How can GUI agents adapt when software constantly changes?
Can desktop automation agents stay current by combining real-time web documentation with learned task patterns and concrete execution memories? This explores how to avoid training obsolescence in open-world software environments.
The challenge Agent S targets is that GUI automation must work across a vast and constantly evolving universe of applications and websites. No fixed knowledge base survives — the agent must learn from open-world experience while still benefiting from domain-specific specialization. The proposed architecture answers this with a three-source planning method.
External: Online Web Knowledge provides up-to-date documentation about specific applications, allowing adaptation to software that has changed since training. This is the "look it up" channel — useful precisely because the open world drifts.
Internal-abstract: Narrative Memory stores high-level, abstractive task experiences from past interactions — the gestalt of how a kind of task plays out, used during top-level decomposition. Internal-concrete: Episodic Memory stores detailed, step-by-step subtask experience — retrieved during execution to refine specific actions in context.
The two-tier internal memory matters because complex desktop tasks span timescales: high-level decomposition needs abstract task patterns, but low-level execution needs concrete state-action sequences. Successful subtasks and full task experiences are evaluated by a self-evaluator and stored back, enabling continual improvement.

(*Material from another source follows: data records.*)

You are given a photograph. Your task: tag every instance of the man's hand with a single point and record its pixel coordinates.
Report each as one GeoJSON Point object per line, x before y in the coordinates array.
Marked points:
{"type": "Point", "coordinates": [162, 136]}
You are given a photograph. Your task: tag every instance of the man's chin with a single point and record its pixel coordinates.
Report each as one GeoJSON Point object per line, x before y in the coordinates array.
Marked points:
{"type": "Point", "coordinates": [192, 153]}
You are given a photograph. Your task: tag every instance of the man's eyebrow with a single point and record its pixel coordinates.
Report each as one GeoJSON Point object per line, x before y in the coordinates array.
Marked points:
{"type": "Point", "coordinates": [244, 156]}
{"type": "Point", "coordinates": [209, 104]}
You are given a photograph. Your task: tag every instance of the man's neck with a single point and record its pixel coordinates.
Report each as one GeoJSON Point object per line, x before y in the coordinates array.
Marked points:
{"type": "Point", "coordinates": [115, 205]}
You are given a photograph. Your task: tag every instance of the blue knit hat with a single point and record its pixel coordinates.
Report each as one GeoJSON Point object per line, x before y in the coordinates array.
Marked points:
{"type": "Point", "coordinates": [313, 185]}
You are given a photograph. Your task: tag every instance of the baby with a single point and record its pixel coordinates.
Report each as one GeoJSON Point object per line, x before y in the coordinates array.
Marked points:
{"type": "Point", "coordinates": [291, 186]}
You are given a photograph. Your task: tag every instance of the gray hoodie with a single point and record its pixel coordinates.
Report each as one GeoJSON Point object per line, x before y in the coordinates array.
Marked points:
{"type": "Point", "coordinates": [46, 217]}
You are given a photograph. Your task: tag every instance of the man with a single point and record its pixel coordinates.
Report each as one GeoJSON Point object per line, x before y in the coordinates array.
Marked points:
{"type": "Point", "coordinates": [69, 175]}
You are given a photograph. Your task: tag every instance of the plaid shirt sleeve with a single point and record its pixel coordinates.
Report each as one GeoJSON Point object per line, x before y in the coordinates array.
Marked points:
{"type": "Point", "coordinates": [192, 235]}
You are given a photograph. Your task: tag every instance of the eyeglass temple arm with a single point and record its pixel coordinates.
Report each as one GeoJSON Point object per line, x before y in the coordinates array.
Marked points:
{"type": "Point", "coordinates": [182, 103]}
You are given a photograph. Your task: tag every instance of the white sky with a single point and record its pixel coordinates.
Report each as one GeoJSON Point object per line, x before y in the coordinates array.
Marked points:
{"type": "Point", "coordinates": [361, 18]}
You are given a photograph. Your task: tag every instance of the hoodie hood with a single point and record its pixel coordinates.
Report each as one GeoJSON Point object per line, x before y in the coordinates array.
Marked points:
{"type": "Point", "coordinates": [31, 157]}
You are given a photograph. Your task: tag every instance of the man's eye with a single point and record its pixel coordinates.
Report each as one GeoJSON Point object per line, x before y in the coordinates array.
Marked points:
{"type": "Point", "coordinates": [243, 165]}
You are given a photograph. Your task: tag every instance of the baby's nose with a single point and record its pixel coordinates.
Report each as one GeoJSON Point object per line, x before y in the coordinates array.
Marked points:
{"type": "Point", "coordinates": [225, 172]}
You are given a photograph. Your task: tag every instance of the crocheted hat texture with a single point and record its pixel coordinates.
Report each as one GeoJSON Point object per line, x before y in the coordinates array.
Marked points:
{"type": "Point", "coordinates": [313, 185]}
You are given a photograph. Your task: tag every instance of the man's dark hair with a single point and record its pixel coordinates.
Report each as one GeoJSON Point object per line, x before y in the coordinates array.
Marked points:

The differentiation from prior RAG-for-agents work is precise: rather than retrieving exemplars or guidelines uniformly, this design uses task experience hierarchically — full task experience summarized into abstractive textual reward for subtask planning, subtask experience self-evaluated before storage. The implication is that GUI agents in open worlds need more than memory; they need stratified memory whose levels match the levels of the planning problem. The same paper introduces the Can structured interfaces help language models control GUIs better? as the perception-side companion to this memory architecture — together they illustrate that GUI agents need factoring at both perception and memory layers.
Source: Tool Computer Use
Related concepts in this collection
-
Can structured interfaces help language models control GUIs better?
Explores whether separating visual understanding from element grounding through an intermediate interface layer improves how language models interact with graphical interfaces. Matters because current end-to-end approaches ask models to do too much at once.
complements: same paper, perception-side companion. ACI factors planning vs grounding; this note factors abstract vs concrete memory.
-
How should multimodal agents organize their memory?
Can organizing agent memory around entities and separating episodic events from semantic knowledge enable more natural, preference-aware assistance without constant clarification?
extends: M3-Agent splits episodic vs semantic; Agent S splits narrative (gestalt patterns) vs episodic (step-level traces) — both argue memory must be stratified by abstraction level.
-
Can reasoning systems maintain memory across multiple retrieval cycles?
Does integrating evidence across iterative retrieval steps—rather than treating each step independently—help systems resolve contradictions and build coherent understanding in complex narratives?
complements: ComoRAG's veridical/semantic stratification mirrors Agent S's narrative/episodic split — both target hierarchical memory for long-horizon problems.
-
Does state-indexed memory outperform high-level workflow memory for web agents?
Should procedural memory for web agents be organized around specific environment states and actions, or abstracted into higher-level workflows? This matters because web automation demands precise, context-sensitive recall that workflows might lose.
tension with: Agent S includes both narrative (high-level) and episodic (step-level) memory; PRAXIS argues only state-action level matters and high-level workflow abstractions hurt. Agent S would predict its episodic layer suffices and the narrative layer is redundant for web execution — a testable disagreement.
-
Why do planning and grounding pull against each other in agents?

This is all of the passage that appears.